Le Bal Des Maudits - T 2
Viens avec moi, répéta Noah. Tu as beaucoup de chances d’en réchapper si tu es dans une compagnie où tu as de bon copains. Tu ne vois aucun inconvénient à te sortir vivant de la guerre, je suppose ?
– Non. – Michael sourit faiblement. – Non, bien sûr.
Il ne parla pas à Noah des jours où il n’aurait vu aucun inconvénient à ne pas sortir vivant de la guerre, des nuits pluvieuses, en Normandie, où il s’était senti tellement inutile, où la guerre lui avait paru n’être rien de plus qu’un cimetière toujours en train de s’agrandir et dont le seul but était la création de nouveaux cadavres ; ou des jours mornes passés à l’hôpital, en Angleterre, au milieu des mutilations innombrables issues des champs de bataille français, à la merci des infirmières et des médecins efficients et rudes, qui n’avaient même pas voulu lui accorder une seule permission de vingt-quatre heures pour se rendre à Londres et aux yeux desquels il n’avait jamais été un être humain à consoler et à guérir, mais une simple jambe à remettre tant bien que mal en état de fonctionnement, afin que son possesseur puisse être renvoyé au front aussi vite que possible. – Non, dit, Michael. Je ne vois aucun inconvénient à me sortir vivant de la guerre. Bien qu’à vrai dire j’aie parfois le sentiment que, cinq ans après la guerre, nous repenserons tous avec regret aux balles qui nous auront manqués.

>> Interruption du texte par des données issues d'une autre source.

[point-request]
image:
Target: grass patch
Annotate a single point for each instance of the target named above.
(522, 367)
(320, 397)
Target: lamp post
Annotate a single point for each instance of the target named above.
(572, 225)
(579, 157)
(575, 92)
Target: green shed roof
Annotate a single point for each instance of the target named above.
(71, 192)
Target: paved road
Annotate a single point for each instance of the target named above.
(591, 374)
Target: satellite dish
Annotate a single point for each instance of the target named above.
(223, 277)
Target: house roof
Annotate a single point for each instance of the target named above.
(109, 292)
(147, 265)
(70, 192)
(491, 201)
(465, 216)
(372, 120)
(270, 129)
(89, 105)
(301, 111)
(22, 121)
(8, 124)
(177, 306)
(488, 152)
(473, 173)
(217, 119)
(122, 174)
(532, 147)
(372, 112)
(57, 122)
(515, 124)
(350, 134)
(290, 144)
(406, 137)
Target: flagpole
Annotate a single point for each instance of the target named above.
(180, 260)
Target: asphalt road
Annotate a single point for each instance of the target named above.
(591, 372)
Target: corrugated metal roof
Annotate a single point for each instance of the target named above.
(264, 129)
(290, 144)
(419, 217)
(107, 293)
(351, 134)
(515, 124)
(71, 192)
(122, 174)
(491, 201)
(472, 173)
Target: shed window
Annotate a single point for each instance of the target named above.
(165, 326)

– Pas moi, dit sauvagement Noah. Pas moi, non. Je n’éprouverai jamais ce sentiment.
– Bien sûr, dit Michael, la conscience coupable. Je suis navré de l’avoir dit.
– Si tu repars d’ici en tant que reclassé, dit Noah, tes chances de t’en tirer sont négligeables. Les hommes parmi lesquels tu débarquas sont tous des amis, ils se sentent responsables les uns des autres et feraient n’importe quoi pour s’entre-sauver. Ça signifie que, tout le sale boulot, tout le boulot dangereux, est donné aux troupes de remplacement. Les sergents n’essaient même pas de se rappeler ton nom. Ils ne veulent rien savoir à ton sujet. Ils te sacrifient à la place de leurs amis. Si tu es incorporé, tout seul, à une nouvelle compagnie, tu es de toutes les patrouilles, tu passes toujours le premier, dès qu’il y a du grabuge. Si tu es blessé au cours d’une attaque, et que ce soit une question de te sauver, toi, ou un vieux de la compagnie, tu peux être sûr qu’ils te laissent froidement tomber.
Noah parlait avec passion, ses yeux noirs intensément fixés sur le visage de Michael, et Michael fut touché par son ardente sollicitude. « Après tout, se rappela Michael, je n’ai pas fait grand-chose pour lui, en Floride, et je n’ai rien fait de plus que mettre sa femme au courant de la situation, à New York, » Il se demanda si cette frêle petite brune avait une idée quelconque de ce que pouvait dire son mari, dans la plaine détrempée des environs de Paris, une idée quelconque des raisonnements souterrains, désespérés, tenus par un homme au sein de cet automne étranger, pour pouvoir un jour lui revenir et prendre son fils dans ses bras.. Que savaient-ils de la guerre, là-bas, en Amérique ? Que disaient les correspondants des dépôts de reclassement, dans leurs articles signés de première page ?
– Il faut avoir des amis, insistait férocement Noah. Il ne faut pas les laisser t’envoyer dans un endroit où tu n’auras pas d’amis pour te protéger…
– Oui, dit gentiment Michael en touchant le bras décharné du jeune homme. Je pars avec toi.
Mais il savait bien, en le disant, lequel des deux avait le plus besoin d’amis.
34
UN chapelain les prit à bord de sa Jeep, dans les environs de Château-Thierry. Le jour était uniformément gris et, dans les cimetières, les vieux monuments et les barbelés rouillé » de l’autre guerre semblaient désolés, mal tenus.
Le chapelain était un jeune homme bavard, à l’accent du Sud clairement évident. Il était attaché à un groupe de P-51 et allait à Reims témoigner en faveur d’un pilote traduit devant le conseil de guerre.
– Pauvre diable ! disait le chapelain, le meilleur garçon que vous puissiez espérer rencontrer. Vingt-deux missions à son actif, avec une victoire aérienne homologuée et deux probables. Le colonel m’a personnellement demandé de ne pas témoigner, mais je considère qu’il serait contraire à mon devoir de chrétien de m’en abstenir.